To be a living temple of God comes with the great joy and staggering realization that God chooses to dwell within us. He comes to live in us, to make his home with us, to strengthen us, to help us, to fill us with his joy, and to make our joy complete. This reality changes sadness into joy, darkness into light, suffering into deeper union, and even death into life. How can we, like Mary, not burst out in a Magnificat at how the Lord makes it possible for our souls to magnify him within and our spirits and bodies to rejoice in the presence of God our savior?

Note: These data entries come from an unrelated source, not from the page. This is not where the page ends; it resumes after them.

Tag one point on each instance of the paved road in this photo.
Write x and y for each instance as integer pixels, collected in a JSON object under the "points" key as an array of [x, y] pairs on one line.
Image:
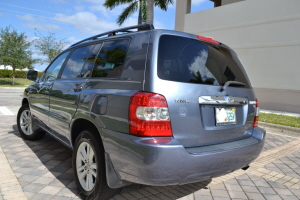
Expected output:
{"points": [[42, 170]]}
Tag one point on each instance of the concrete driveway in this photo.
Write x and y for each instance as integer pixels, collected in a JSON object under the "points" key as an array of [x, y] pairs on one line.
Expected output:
{"points": [[42, 169]]}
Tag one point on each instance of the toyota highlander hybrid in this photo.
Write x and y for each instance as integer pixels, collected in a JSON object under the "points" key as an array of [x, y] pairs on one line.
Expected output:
{"points": [[147, 106]]}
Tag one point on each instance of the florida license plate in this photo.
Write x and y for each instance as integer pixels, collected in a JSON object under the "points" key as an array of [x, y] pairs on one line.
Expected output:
{"points": [[225, 116]]}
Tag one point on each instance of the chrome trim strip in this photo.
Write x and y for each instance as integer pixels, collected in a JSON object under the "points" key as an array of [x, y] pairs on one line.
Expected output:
{"points": [[217, 100]]}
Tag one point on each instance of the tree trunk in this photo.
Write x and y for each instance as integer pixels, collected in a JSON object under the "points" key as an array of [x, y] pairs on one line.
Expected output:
{"points": [[140, 18], [13, 76], [150, 12]]}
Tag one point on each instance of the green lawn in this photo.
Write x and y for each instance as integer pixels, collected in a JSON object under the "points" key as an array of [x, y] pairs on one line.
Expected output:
{"points": [[280, 119], [19, 82]]}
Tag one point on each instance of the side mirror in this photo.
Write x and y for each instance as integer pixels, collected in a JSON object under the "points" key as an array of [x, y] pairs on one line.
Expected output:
{"points": [[32, 75]]}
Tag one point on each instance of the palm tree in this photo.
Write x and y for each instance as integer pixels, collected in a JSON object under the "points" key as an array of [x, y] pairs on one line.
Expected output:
{"points": [[145, 9], [133, 6], [162, 4]]}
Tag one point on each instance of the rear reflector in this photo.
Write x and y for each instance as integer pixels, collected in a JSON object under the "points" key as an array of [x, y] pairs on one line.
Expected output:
{"points": [[149, 115], [208, 39], [255, 121], [157, 141]]}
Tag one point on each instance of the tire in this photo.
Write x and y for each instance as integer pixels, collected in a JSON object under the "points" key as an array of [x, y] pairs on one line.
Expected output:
{"points": [[88, 163], [26, 129]]}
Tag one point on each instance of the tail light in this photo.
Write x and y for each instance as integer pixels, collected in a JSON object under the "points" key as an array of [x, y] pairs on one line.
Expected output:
{"points": [[255, 122], [149, 115]]}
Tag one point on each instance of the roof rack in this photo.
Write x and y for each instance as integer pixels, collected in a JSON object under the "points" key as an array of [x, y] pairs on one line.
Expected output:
{"points": [[142, 27]]}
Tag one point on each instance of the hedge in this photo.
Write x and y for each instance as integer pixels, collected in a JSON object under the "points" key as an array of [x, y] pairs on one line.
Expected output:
{"points": [[5, 73]]}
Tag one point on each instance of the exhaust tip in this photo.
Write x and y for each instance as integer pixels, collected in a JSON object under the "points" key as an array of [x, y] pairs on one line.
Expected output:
{"points": [[245, 168]]}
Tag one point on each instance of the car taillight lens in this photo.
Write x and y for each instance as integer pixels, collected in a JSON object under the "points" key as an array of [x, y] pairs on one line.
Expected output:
{"points": [[149, 115], [255, 122]]}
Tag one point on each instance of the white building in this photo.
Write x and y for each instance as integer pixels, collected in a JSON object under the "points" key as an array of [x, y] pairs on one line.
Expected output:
{"points": [[266, 36]]}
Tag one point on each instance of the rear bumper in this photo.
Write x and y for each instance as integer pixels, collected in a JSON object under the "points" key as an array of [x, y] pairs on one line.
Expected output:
{"points": [[172, 164]]}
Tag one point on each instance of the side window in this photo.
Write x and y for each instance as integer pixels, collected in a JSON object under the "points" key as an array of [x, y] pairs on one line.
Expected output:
{"points": [[110, 60], [54, 68], [88, 66], [76, 61]]}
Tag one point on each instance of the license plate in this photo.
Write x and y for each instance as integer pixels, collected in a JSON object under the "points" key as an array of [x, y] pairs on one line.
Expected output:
{"points": [[225, 116]]}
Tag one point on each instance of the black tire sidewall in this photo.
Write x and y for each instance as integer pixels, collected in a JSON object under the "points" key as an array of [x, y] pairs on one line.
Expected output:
{"points": [[36, 134], [87, 136]]}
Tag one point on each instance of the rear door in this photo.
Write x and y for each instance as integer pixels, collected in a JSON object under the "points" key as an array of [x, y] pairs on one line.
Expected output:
{"points": [[190, 74], [65, 92]]}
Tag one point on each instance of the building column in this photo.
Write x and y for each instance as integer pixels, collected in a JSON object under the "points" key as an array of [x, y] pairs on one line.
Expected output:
{"points": [[183, 7]]}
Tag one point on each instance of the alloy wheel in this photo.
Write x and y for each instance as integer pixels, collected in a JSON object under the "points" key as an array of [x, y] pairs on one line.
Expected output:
{"points": [[86, 166]]}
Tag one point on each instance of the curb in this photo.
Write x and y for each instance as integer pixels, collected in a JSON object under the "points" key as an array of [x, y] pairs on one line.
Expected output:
{"points": [[281, 127], [8, 88]]}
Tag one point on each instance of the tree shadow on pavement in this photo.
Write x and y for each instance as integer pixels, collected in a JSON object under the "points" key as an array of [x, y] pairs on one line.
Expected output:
{"points": [[46, 162]]}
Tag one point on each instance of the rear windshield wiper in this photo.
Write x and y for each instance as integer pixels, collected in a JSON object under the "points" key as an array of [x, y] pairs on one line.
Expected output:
{"points": [[231, 83]]}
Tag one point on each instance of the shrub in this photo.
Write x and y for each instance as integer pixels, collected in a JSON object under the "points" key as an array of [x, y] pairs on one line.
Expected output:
{"points": [[5, 73]]}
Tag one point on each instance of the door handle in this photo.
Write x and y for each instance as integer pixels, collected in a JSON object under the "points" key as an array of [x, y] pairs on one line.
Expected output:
{"points": [[49, 86], [78, 87]]}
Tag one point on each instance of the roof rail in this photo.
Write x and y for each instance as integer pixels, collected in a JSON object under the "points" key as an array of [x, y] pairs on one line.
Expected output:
{"points": [[142, 27]]}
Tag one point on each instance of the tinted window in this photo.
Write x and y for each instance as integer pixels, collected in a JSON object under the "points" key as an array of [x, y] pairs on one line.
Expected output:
{"points": [[76, 61], [191, 61], [54, 68], [110, 60], [88, 66]]}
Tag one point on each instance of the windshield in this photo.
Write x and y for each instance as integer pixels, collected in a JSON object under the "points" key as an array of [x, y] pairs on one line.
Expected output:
{"points": [[191, 61]]}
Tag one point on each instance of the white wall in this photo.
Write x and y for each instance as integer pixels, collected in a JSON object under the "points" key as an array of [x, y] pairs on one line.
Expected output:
{"points": [[266, 36]]}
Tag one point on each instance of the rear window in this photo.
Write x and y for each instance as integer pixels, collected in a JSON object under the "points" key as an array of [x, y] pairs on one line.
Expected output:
{"points": [[191, 61]]}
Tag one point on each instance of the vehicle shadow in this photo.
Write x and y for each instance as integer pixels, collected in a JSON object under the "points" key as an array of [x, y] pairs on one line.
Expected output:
{"points": [[52, 164]]}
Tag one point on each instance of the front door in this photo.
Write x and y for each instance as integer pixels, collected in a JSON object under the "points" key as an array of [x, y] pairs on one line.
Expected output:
{"points": [[39, 94]]}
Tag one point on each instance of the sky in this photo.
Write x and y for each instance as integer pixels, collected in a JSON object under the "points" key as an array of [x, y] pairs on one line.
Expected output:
{"points": [[75, 20]]}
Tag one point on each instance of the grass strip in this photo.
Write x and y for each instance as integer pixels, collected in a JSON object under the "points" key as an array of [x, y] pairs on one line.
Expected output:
{"points": [[19, 82], [280, 119]]}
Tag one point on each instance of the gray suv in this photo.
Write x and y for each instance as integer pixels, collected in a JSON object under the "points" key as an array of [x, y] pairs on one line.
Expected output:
{"points": [[146, 106]]}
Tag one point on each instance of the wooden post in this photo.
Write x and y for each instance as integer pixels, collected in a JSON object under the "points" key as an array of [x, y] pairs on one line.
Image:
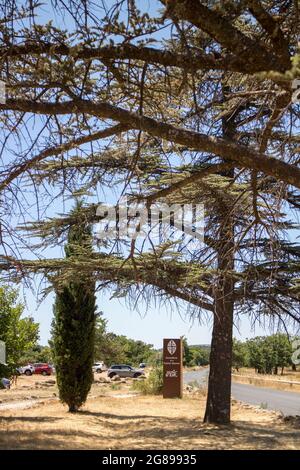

To be a living temple of God is to make sure that the temple is put to good use in the worship and service of God and others. The Father’s house is meant to be a house of prayer. It’s so sad whenever we see a closed or run-down parish. It would be infinitely sadder to allow ourselves to become spiritually dilapidated. We are intended to be a house of worship, where Jesus’ word resonates, centers where the fruit of prayer and charity bloom, holy places in thought and deed, sanctuaries where God is at the center and adored rather than ourselves or various idols. When we miss this ideal then perhaps the zealous healing anger of Jesus is just what is needed. 

Jealously guard the cleanliness of God’s temple. When through sin we’ve desecrated the temple of God’s presence, God himself seeks to clean it through the Sacrament of Reconciliation, to clean and to reconsecrate it through a good confession, restoring your soul to its baptismal beauty. 

We become ever more the temple of God, the dwelling place of the Most High, when we receive God within during Holy Communion. Every time we receive the Eucharist it is a rededication of the temple we became at baptism. God the Father gives us the grace to become an ever more worthy resting place for Emmanuel, God living within us.

Just as in spring cleaning our family worked with fervor and dedication, zealously clean and maintain your temple, knowing that your efforts are never in vain. Zealously guard the sanctity of your temple, as a center of worship and service to the Lord. Invite the Lord Jesus to drive out whatever is unfit, whatever is not holy or consecrated to God and his service.